A pocos escapa la importancia de la Suprema Corte de Justicia. Resuelve los conflictos entre poderes, da contenido a los derechos y tiene la última palabra sobre el significado de la Constitución. Como todo tribunal constitucional tiene una integración colegiada y en la designación de los ministros participan tanto el presidente, quien integra las ternas, como el Senado, que por mayoría calificada hace la designación.

La Corte necesita reunir un conjunto de condiciones para poder desempeñar cabalmente sus funciones. Requiere de ministros técnicamente capaces, independientes políticamente y con una trayectoria que avale conocimiento, visión y responsabilidad. Subrayo que resulta absolutamente crucial la percepción de independencia que se tenga tanto del conjunto como de cada uno de los ministros. De ella depende su capacidad de actuar eficazmente como juez de última instancia, aun en los casos en que no se compartan sus razones y decisiones.

El presidente Peña Nieto deberá integrar en las próximas semanas dos ternas para sustituir a los ministros Juan Silva y Olga Sánchez Cordero, ambos ampliamente reconocidos y respetados, y a quienes generalmente se les considera miembros del ala “liberal” de la Corte (el adjetivo es impreciso pero ayuda a entender su legado). Un buen resultado para la Corte y el país requiere de dos condiciones: buenas ternas sin destinatario predefinido y decisiones razonadas del Senado. Pero se trata de una tarea que enfrenta varios dilemas.

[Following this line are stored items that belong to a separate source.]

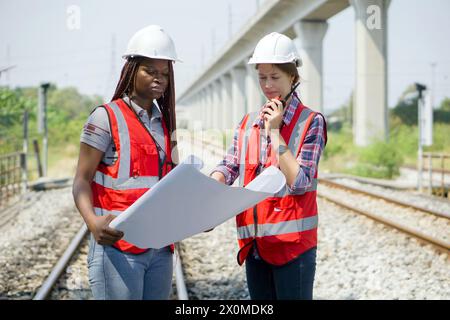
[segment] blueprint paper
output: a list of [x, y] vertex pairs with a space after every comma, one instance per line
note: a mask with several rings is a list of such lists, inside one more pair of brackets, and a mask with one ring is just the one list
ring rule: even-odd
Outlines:
[[159, 249], [222, 224], [286, 183], [284, 174], [271, 166], [245, 188], [230, 187], [201, 173], [202, 166], [199, 158], [187, 157], [110, 227], [140, 248]]

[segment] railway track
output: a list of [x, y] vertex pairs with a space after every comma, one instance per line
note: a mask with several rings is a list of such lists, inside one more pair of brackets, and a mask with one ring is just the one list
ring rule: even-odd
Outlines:
[[[70, 242], [67, 249], [60, 257], [58, 262], [51, 269], [47, 278], [43, 281], [40, 288], [34, 294], [33, 300], [53, 300], [53, 299], [60, 299], [60, 297], [63, 297], [63, 299], [67, 299], [67, 298], [73, 299], [73, 296], [70, 296], [70, 295], [68, 296], [67, 293], [65, 293], [65, 292], [59, 292], [59, 291], [64, 291], [64, 290], [61, 290], [61, 288], [59, 287], [59, 284], [62, 282], [63, 277], [67, 276], [65, 273], [66, 273], [67, 269], [70, 268], [70, 265], [75, 263], [73, 261], [74, 257], [80, 253], [79, 251], [80, 251], [81, 247], [87, 246], [86, 240], [87, 240], [88, 234], [89, 234], [89, 231], [87, 230], [86, 226], [83, 225], [80, 228], [80, 230], [78, 231], [78, 233], [75, 235], [75, 237], [72, 239], [72, 241]], [[175, 254], [173, 256], [175, 288], [173, 290], [171, 299], [189, 300], [188, 290], [186, 288], [186, 284], [184, 281], [184, 275], [183, 275], [184, 271], [183, 271], [182, 259], [179, 255], [178, 247], [179, 247], [179, 245], [177, 245], [177, 250], [175, 250]], [[85, 251], [87, 252], [87, 250], [85, 250]], [[82, 254], [81, 259], [86, 260], [86, 254]], [[84, 266], [84, 267], [87, 268], [87, 266]], [[84, 288], [84, 290], [86, 290], [86, 289], [90, 291], [89, 288]], [[80, 290], [80, 288], [77, 288], [77, 290]], [[89, 294], [89, 299], [91, 299], [91, 298], [92, 298], [92, 296]]]
[[[71, 185], [71, 179], [47, 179], [40, 180], [34, 183], [30, 183], [28, 188], [30, 190], [36, 191], [47, 191], [53, 189], [67, 188]], [[33, 199], [34, 201], [39, 200], [39, 193], [36, 195], [37, 199]], [[15, 199], [11, 199], [10, 205], [5, 208], [0, 208], [0, 230], [6, 227], [9, 223], [12, 222], [14, 217], [18, 215], [21, 210], [28, 209], [33, 205], [33, 201], [25, 195], [17, 195]]]
[[[216, 156], [221, 156], [221, 153], [223, 150], [220, 148], [217, 148], [214, 145], [209, 145], [208, 149], [214, 149], [214, 154]], [[333, 188], [333, 192], [328, 192], [328, 196], [323, 194], [324, 187], [327, 188]], [[360, 199], [361, 197], [371, 197], [373, 201], [377, 201], [380, 204], [378, 206], [386, 207], [395, 205], [396, 208], [401, 208], [401, 210], [408, 210], [412, 212], [420, 212], [420, 214], [423, 215], [430, 215], [433, 217], [433, 219], [440, 219], [439, 221], [446, 221], [448, 223], [449, 216], [445, 212], [432, 212], [433, 210], [427, 210], [426, 208], [422, 208], [419, 206], [412, 206], [409, 203], [400, 203], [401, 201], [398, 201], [397, 203], [394, 203], [391, 201], [392, 199], [388, 199], [387, 197], [382, 199], [379, 195], [370, 195], [369, 192], [362, 192], [362, 190], [359, 190], [357, 188], [352, 188], [353, 190], [349, 190], [349, 188], [345, 186], [338, 186], [338, 184], [335, 181], [326, 181], [321, 180], [319, 184], [319, 196], [323, 199], [326, 199], [327, 201], [330, 201], [332, 203], [337, 204], [338, 206], [342, 208], [346, 208], [352, 212], [358, 212], [355, 211], [357, 209], [355, 207], [355, 201], [350, 201], [349, 203], [339, 203], [339, 200], [344, 198], [343, 196], [339, 197], [336, 196], [337, 191], [341, 190], [342, 192], [348, 192], [348, 193], [354, 193], [357, 194], [356, 197]], [[335, 194], [334, 199], [330, 200], [329, 194]], [[375, 198], [374, 198], [375, 197]], [[400, 210], [400, 209], [399, 209]], [[363, 211], [363, 210], [361, 210]], [[436, 210], [434, 210], [436, 211]], [[361, 212], [358, 212], [359, 214], [362, 214]], [[367, 214], [364, 214], [365, 216], [368, 216]], [[382, 219], [383, 217], [373, 217], [370, 216], [371, 219], [382, 222], [384, 225], [387, 225], [389, 227], [394, 227], [397, 230], [401, 230], [402, 232], [407, 233], [409, 236], [412, 236], [414, 238], [420, 239], [420, 241], [432, 244], [435, 248], [439, 249], [442, 252], [445, 252], [448, 254], [449, 250], [449, 244], [448, 239], [440, 239], [439, 237], [436, 237], [434, 235], [428, 235], [426, 232], [422, 231], [422, 234], [420, 232], [417, 232], [418, 230], [414, 230], [414, 228], [410, 228], [411, 230], [405, 230], [408, 228], [405, 228], [405, 226], [402, 226], [401, 223], [398, 221], [382, 221], [382, 220], [389, 220], [389, 219]], [[398, 224], [398, 225], [397, 225]], [[242, 268], [236, 268], [235, 266], [235, 257], [233, 255], [236, 248], [233, 246], [236, 246], [235, 243], [235, 230], [234, 228], [230, 228], [228, 226], [227, 230], [229, 231], [221, 231], [221, 228], [225, 228], [224, 226], [219, 226], [214, 230], [213, 232], [218, 232], [218, 239], [228, 239], [225, 240], [223, 243], [216, 243], [214, 241], [211, 241], [211, 234], [200, 234], [196, 235], [190, 239], [186, 239], [180, 244], [177, 244], [177, 250], [176, 255], [174, 255], [174, 274], [175, 274], [175, 281], [176, 284], [176, 294], [174, 293], [173, 297], [174, 299], [180, 299], [180, 300], [187, 300], [187, 299], [248, 299], [248, 293], [245, 291], [245, 280], [243, 278], [243, 271]], [[225, 230], [225, 229], [224, 229]], [[449, 229], [447, 229], [448, 231]], [[225, 234], [222, 234], [221, 232], [226, 232]], [[82, 244], [82, 240], [85, 239], [87, 234], [86, 227], [83, 225], [83, 227], [78, 231], [77, 235], [74, 237], [74, 239], [69, 244], [68, 248], [64, 252], [64, 254], [61, 256], [59, 261], [55, 264], [55, 267], [52, 269], [52, 271], [49, 273], [49, 276], [47, 277], [46, 281], [43, 282], [40, 289], [37, 291], [37, 293], [33, 296], [33, 299], [35, 300], [42, 300], [42, 299], [49, 299], [54, 297], [54, 293], [52, 294], [52, 290], [55, 288], [55, 285], [60, 279], [60, 277], [64, 274], [64, 271], [67, 268], [67, 264], [69, 261], [73, 258], [73, 255], [76, 254], [77, 250], [80, 249], [80, 245]], [[431, 241], [430, 241], [431, 240]], [[205, 253], [198, 253], [196, 255], [195, 252], [198, 250], [195, 247], [192, 247], [192, 245], [198, 241], [200, 246], [204, 246], [206, 242], [208, 242], [208, 245], [211, 246], [211, 249], [208, 249], [209, 253], [205, 255]], [[226, 256], [223, 259], [227, 262], [230, 262], [230, 265], [219, 265], [219, 266], [210, 266], [210, 262], [208, 261], [217, 261], [219, 257], [224, 256], [225, 254], [223, 252], [219, 252], [216, 249], [212, 248], [219, 248], [226, 245], [229, 245], [230, 247], [224, 247], [224, 252], [227, 254], [230, 254], [230, 256]], [[217, 251], [217, 252], [216, 252]], [[183, 269], [186, 268], [186, 269]], [[195, 269], [195, 270], [194, 270]], [[222, 273], [225, 273], [222, 274]], [[195, 276], [193, 274], [196, 274]], [[206, 282], [214, 282], [215, 285], [210, 286], [212, 289], [205, 289], [206, 288]], [[214, 290], [217, 290], [217, 285], [220, 285], [222, 290], [220, 292], [212, 292]], [[235, 288], [239, 287], [240, 289], [238, 291], [234, 291]], [[52, 289], [53, 288], [53, 289]], [[215, 288], [215, 289], [214, 289]], [[209, 290], [209, 293], [208, 293]], [[212, 291], [211, 291], [212, 290]], [[205, 293], [206, 292], [206, 293]]]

El primero es si la militancia partidista o la representación de intereses privados constituyen impedimentos éticos y políticos que deben excluir a algunos candidatos. Esta es una cuestión debatible que habrá que poner en la mesa (desde 1994 al menos dos ministros fueron militantes de partidos políticos); lo cierto es que en la actual coyuntura y dado el (des)ánimo que guarda la opinión pública, designaciones con estas características se leerán irremediablemente como la “partidización” de la Corte a través de cuotas para los partidos. Esto minaría la credibilidad del tribunal constitucional, con independencia de los méritos de las personas involucradas.

El segundo dilema es si las ternas deben incluir sólo a miembros de carrera judicial, o bien permitir que participen juristas que provienen de otros horizontes profesionales. La evidencia muestra claramente que la presencia de “externos” es una de las razones que mejor explican la evolución de la Corte y su jurisprudencia. También es cierto que la presencia de jueces de carrera ha sido un factor de estabilidad, pues la Corte sigue siendo un tribunal de casación. Hay ejemplos de ministros de carrera que evolucionaron y lograron una visión propia de un juez constitucional.

El tercer dilema es la cuestión de género. Considero que por diseño, por una visión política, conviene que se sumen más mujeres al pleno de la Corte. Tengo también la convicción que existen juristas capaces, independientes y con trayectorias que justificarían su participación al máximo tribunal del país. No es entonces una cuestión de cuotas, sino de identificar a esas mujeres aunque no sean siempre las más visibles.

La integración de las ternas es una tarea delicada, compleja y que implica balances difíciles. Creo que el criterio central debe estar orientado por dos condiciones. Primero privilegiar las competencias y capacidades probadas, el sentido común y la visión de los candidatos. La segunda, que exista evidencia de su independencia. Si estas condiciones se dan, el Senado tendría que seguir un procedimiento público ejemplar de examen, revisión y ponderación para seleccionar a quienes, durante los próximos 15 años, definirán en buena medida el tipo de país que queremos tener.